BrowserManagerHandle ↔ TaskManager

BrowserManagerHandle.execute_command_sequence (in openwpm/browser_manager.py) takes a TaskManager reference and directly accesses these internal fields:

  • task_manager.sockDataSocket for recording crawl history

  • task_manager.failure_statusdict, set on critical errors

  • task_manager.failure_countint, incremented on failures

  • task_manager.threadlockthreading.Lock

  • task_manager.closingbool

  • task_manager.failure_limitint

  • task_manager.sock.finalize_visit_id() — visit lifecycle management

This creates a circular dependency: TaskManager imports BrowserManagerHandle, and BrowserManagerHandle uses TaskManager (via TYPE_CHECKING forward ref).

BaseCommand Coupling

Commands (in openwpm/commands/types.py) require concrete types: Firefox webdriver, BrowserParamsInternal, ManagerParamsInternal, ClientSocket. Commands cannot be executed without a real browser and extension socket.

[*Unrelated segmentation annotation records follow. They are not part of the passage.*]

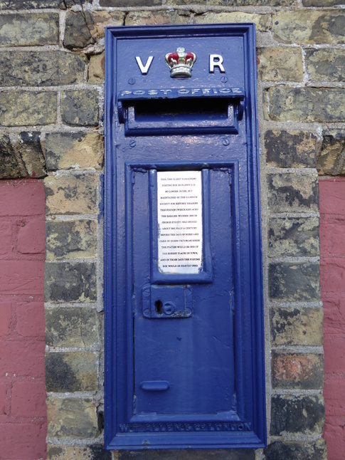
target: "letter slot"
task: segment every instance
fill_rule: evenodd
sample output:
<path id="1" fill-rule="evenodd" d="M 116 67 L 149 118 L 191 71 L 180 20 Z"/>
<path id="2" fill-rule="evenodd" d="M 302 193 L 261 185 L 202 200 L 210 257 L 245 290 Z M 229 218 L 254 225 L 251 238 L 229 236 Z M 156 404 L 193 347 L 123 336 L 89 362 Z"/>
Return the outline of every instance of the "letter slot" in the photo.
<path id="1" fill-rule="evenodd" d="M 106 30 L 105 444 L 263 448 L 253 24 Z"/>

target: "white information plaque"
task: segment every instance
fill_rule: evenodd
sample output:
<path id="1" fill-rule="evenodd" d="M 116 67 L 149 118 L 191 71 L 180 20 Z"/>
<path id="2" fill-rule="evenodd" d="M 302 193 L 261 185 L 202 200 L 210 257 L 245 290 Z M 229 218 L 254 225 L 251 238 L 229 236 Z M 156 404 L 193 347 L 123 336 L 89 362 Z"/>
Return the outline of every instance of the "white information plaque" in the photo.
<path id="1" fill-rule="evenodd" d="M 201 171 L 157 172 L 158 268 L 162 273 L 202 269 Z"/>

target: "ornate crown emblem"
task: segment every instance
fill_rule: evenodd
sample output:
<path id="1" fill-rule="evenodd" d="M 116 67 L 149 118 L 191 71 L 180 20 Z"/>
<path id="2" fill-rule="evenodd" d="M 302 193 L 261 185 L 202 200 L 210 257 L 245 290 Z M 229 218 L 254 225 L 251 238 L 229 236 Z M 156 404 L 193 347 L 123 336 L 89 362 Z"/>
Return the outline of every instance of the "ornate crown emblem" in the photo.
<path id="1" fill-rule="evenodd" d="M 176 48 L 174 53 L 165 56 L 165 62 L 170 67 L 171 78 L 185 78 L 191 76 L 191 68 L 196 61 L 196 56 L 184 48 Z"/>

TaskManager.init Sequencing

The constructor performs all initialization sequentially: validates config → starts MPLogger → launches StorageController → initializes browsers → launches browsers → starts watchdog → starts storage logger → saves config → starts callback thread. Any test touching TaskManager must pay all these costs.